Employees have 12 eateries to select from on campus (including a fresh sushi restaurant), with a 22,900-square-foot fitness facility with a two-story indoor climbing gym to burn off calories or take a break from work.

The campus also has a conferencing center with a variety of rooms, cafeteria, doctor's office and much more.

The two buildings facing the front of Headquarters Drive (W1 and E1) each have five levels of floor plates totaling 55,000 square feet apiece.

Dallas-based KDC is the developer of the campus. Dallas-based Corgan is the project architect. JLL represented Toyota North America in its real estate search that ended in Plano.

To build the campus, construction workers poured more than 142,500 yards of concrete, installed more than 12 acres of glass and used enough Texas limestone to weigh the equivalent of 340 Toyota Tundra trucks.

This was the biggest real estate project Doug Beebe, Toyota North America's general manager of real estate, said he's ever tackled in his career with the company.

And Beebe's favorite part of the campus?

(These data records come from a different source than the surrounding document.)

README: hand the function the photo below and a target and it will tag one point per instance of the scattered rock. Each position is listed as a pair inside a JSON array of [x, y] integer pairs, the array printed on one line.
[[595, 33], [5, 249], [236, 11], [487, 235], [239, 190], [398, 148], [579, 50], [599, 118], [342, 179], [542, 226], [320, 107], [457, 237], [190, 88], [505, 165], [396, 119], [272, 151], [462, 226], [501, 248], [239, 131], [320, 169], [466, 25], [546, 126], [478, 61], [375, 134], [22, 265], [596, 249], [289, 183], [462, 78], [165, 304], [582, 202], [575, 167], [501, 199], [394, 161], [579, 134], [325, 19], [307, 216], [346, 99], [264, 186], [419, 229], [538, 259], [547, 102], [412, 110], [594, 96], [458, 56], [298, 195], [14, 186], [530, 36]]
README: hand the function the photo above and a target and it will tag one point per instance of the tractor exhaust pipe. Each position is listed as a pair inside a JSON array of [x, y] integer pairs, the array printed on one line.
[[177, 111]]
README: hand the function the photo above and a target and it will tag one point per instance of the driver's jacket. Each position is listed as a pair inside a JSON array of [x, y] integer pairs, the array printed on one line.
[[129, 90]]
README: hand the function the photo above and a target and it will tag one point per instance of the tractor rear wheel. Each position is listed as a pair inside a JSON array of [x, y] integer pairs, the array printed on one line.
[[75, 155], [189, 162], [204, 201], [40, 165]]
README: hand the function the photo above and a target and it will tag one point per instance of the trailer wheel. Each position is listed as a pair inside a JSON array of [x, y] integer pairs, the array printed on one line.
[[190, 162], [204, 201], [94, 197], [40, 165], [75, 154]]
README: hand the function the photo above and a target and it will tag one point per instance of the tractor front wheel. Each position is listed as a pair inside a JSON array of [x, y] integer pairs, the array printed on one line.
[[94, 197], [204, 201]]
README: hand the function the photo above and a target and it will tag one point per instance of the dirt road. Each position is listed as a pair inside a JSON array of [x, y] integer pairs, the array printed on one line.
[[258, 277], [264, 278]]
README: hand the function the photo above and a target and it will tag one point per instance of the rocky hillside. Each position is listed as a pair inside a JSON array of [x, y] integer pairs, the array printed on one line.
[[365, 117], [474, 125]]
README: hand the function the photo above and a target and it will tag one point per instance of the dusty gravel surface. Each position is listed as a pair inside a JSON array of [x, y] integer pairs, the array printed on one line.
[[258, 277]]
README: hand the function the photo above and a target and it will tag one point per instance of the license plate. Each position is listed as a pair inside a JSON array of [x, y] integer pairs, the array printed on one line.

That's something that has yet to be built — and will probably never be developed — about four-acre tract at Legacy Drive and the Sam Rayburn Tollway adjacent to the campus with a natural creek and Texas prairie.

"It's something very few people will see," Beebe told the DBJ. "We are keeping it and hoping to develop a little gathering area for folks to walk from our property into that space at some sort of time. It's not on the books anywhere, but I've been privileged enough to go there and it's a real special place."